The debt market plays a significant role in the economy of a country. With the scenario of the COVID-19 situation, the Indian debt market is suffering from shallowness. SEBI regulates the corporate debt market and bond markets while RBI regulates the money market and G-Secs. The domestic debt market in India amounts to about 65% of the GDP while the size of India’s corporate bond market is merely 16% of GDP compared with 46% in Malaysia and 73% in South Korea.
The debt market remains firmly unfair towards government securities (G-Secs). The Indian corporate bond market has a low and unstable trading volume.
The central government’s gross borrowings are estimated to rise to 12 lakh crores which aid 51% more than what was budgeted in February. For states also peak debt is now permitted as Rs.10.68 lakh crores, an increase of 66% over earlier permitted Rs 6.4 lakh crores. Only 0.5% of borrowings for the states are unconditional.
In the financial year, the public sector borrowings were in the range of 8-9 percent of GDP. Even at that level, public sector borrowings were more than the net household financial savings which were about 7 percent.

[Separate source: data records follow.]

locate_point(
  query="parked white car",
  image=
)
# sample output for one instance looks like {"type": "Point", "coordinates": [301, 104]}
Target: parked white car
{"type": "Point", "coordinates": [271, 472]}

Kotak institutional equities estimated PSBR at 11.3 percentage of the GDP in a report dated April 3.
System liquidity continues to be in a large surplus. The reserve bank of India has opened a special 90 days liquidity facility for mutual funds that are facing redemption pressure. Banks are been borrowing reverse repo rates between Rs7-8 lakhs. The RBIS targeted long term repo operations may bring back some activity to the primary debt market as banks are parking all of the additional liquidity with the RBI.
The reserve bank of India cut the reserve Repurchase rate to free up more cash for lending, fueling a rally in short end bonds even as it dashed market hopes of massive debt purchases from the open market.
The state government announced its increased borrowings; bond yields have remained range-bound after an initial spike. After a shock, at a recent first auction where rates rise, borrowing cost has eased. At the recent state government bond auction, the 10-year state government loans were auctioned at a cut off between 6.72 percent – 6.87 percent.
The debt market has also not behaved ferociously to increased borrowings because of the belief that when needed the RBI will step in. The central bank has also not yet announced the dates for open market operations, not yet also has committed for any direct monetization. Yet of some interventions from secondary market purchases and occasional twists which help market have trust in RBI.
“Central bank will stand ready to take conventional and non-conventional measures when needed” – said the RBI Governor Shaktikanta Das. This step may not be necessary immediately unless the state government decides to allocate borrowings. For the Indian economy to revive and kick start again after the COVID-19, our debt markets have to scale up.